What if the websites you visited on your phone were visible to the people around you?
They will be at the Wond’ry’s newest art installation, vuExposed, opening Sept. 6.
Visiting researcher Jared Moore, a graduate student in computer science at the University of Washington, said his fascination with internet privacy led him to turn his coding skills into art. He wants visitors to understand how companies use their online information.
“Only through informed understanding can we have advocates and guarantee our rights,” Moore said. “If this installation makes you uncomfortable, then buying internet from virtually anywhere in the U.S. should make you uncomfortable. This is bigger than ‘I don’t want people to know what I look at on the weekends.’”
He looked to internet privacy groups such as the Electronic Frontier Foundation and the Center for Democracy & Technology to inform himself and his work.
Installation visitors will log on to a specific, unsecured Wi-Fi network, then consent to a minor hack – allowing sites they visit on their browser to be displayed on screens. Moore used outdated monitors from a free recycling center for the piece because he believes in creative reuse and that the 1980s-era technology will grab attention.

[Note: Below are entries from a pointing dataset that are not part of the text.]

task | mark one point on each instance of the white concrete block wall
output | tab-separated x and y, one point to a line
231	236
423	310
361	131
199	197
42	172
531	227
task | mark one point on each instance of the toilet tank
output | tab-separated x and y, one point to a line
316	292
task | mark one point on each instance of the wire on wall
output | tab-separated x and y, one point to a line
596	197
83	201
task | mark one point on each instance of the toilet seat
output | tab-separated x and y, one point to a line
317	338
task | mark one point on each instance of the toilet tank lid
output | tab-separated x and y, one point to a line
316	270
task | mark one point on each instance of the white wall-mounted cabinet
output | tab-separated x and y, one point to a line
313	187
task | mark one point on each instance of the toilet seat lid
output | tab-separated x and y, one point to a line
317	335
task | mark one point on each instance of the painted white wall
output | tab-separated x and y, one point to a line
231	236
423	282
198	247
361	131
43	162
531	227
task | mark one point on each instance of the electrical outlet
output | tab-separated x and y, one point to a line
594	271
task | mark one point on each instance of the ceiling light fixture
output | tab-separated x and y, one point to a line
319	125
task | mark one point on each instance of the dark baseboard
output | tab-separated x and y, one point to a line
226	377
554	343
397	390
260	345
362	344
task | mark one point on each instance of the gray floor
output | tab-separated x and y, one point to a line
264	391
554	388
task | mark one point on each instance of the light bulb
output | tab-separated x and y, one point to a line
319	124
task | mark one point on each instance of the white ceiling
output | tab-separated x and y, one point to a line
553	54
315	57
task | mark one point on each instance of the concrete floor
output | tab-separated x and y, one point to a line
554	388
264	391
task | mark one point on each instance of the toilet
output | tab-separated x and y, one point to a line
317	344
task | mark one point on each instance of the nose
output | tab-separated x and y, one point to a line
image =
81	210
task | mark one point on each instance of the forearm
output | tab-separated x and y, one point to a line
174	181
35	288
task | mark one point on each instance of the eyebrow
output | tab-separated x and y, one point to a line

Moore’s work got an assist from Mary Dockery, who earned her master’s in biomedical engineering from Vanderbilt in May and volunteered to build a platform for the installation.
“It interested me because I have always operated under the assumption that there is no privacy online,” she said. “Jared’s exhibit really highlights this reality and the need for everyone to take more care, especially with use of free Wi-Fi.”
The installation’s opening is 5-6 p.m. Wednesday, Sept. 6, at the Wond’ry, located inside the Innovation Pavilion at 25th Avenue South and Garland Avenue on Vanderbilt’s campus. It will be up for the fall semester.
The Wond’ry routinely hosts interactive art projects that complement its mission of encouraging making, technological advances and entrepreneurship.